I loved this encouraging post from Homeschooling Downunder

I will end with one of my heroines, Jackie French

Homeschooling and Dyslexia

The day the resources arrived. The little girl was so excited!
The day the resources arrived. The little girl was so excited!

The mother would never forget the moment she realized our education system had few resources for dyslexic kids. She was talking to the teacher, her daughter outside, swinging her little legs to and fro. “Did I do okay Mummy? Are you proud of me?” Her mother smiled and replied that she was very proud of her, and that she had done very well. She could see the big picture, as parents are privy to. She could see her daughter being broken and scarred by the labels already stuck onto her skin, like a crude tattoo. If a child with dyslexia isn’t given adequate assistance by the time they reach adolescence, their view of themselves can be tragically aligned to their ability to learn within a system that won’t cater to them.

The mother enlisted the private tutor, and along the way, found another remarkable mentor. Elizabeth was an art teacher within the education department for a very long time. She resigned, and went into private practice, using a variety of modalities. She asked the mother to observe where the daughter’s eyes travelled when asked a question. “To the left,” her mother replied. Elizabeth explained that the little girl began to process information from the upper left of her eyes. “Does she have difficulty copying notes off the board, and does she have messy handwriting?” “Yes,” the mother replied. “She is having trouble coordinating what her eyes are seeing with her body movements. Reading off a board or piece of paper in front of her is bound to fail.” She put a coloured piece of paper-a complex word written on it- to the left of the child’s vision, and the child sighted it. Elizabeth then turned it over and asked the child to say the word. Not only could she say it, but she spelt it backwards and forwards! How can you adequately thank people who are giving a child the gift of self-esteem, dignity and a passion for learning? Elizabeth gave the mother exercises to do with the child at home. Even crawling around the floor would help.
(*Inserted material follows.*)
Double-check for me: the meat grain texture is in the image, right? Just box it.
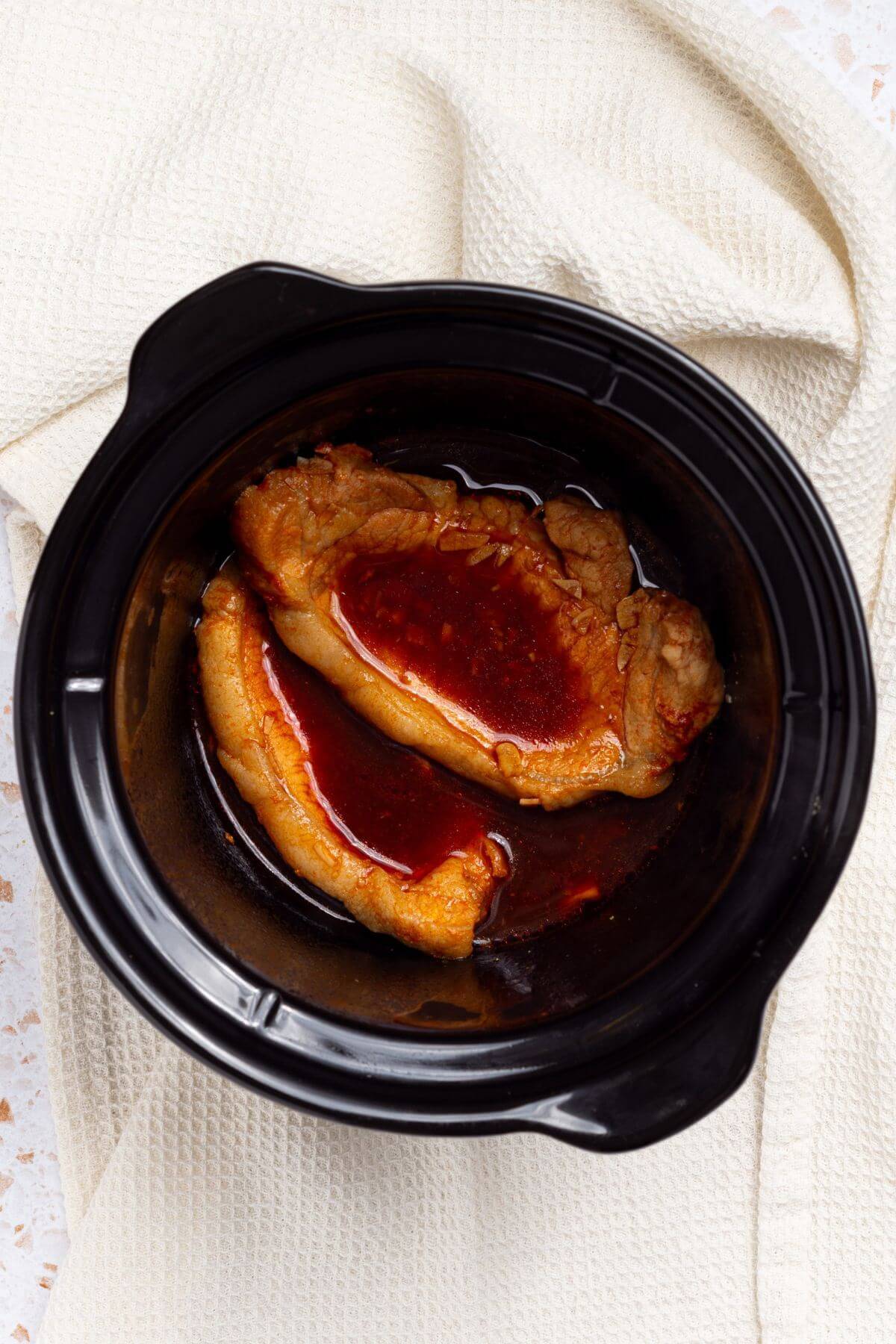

The mother knew what she had to do. She studied the curriculum and designated outcomes for her daughter’s year, and developed a lesson plan, using resources and tutors she had uncovered. A home schooling mum she was blessed to befriend helped her. The education department came out and interviewed both her and her daughter, and she was given the go-ahead. Her registration came through toward the end of last year, and then it became real. She was terrified. Frightened of failing her daughter, of the enormity of the task ahead. She had to do it. Local schools weren’t equipped to accommodate dyslexic students. The competition started early, being judged by their class on their ability to write out their own speeches, then recite them publicly. After a month of home-schooling, her mother can already see the benefits. The child speaks with ease amongst adults and children alike. Her self-esteem has been lifted, and she is eager to learn. She often gets to her workbooks before her mother in the mornings. When she is stuck on a sentence, her mother is right there, to read it out. Able to learn on her terms, and in her own time. She has a full social life, to the extent that a day at home with just her mother is factored in. Rather than witnessing the reducing of a child, her mother is watching her grow.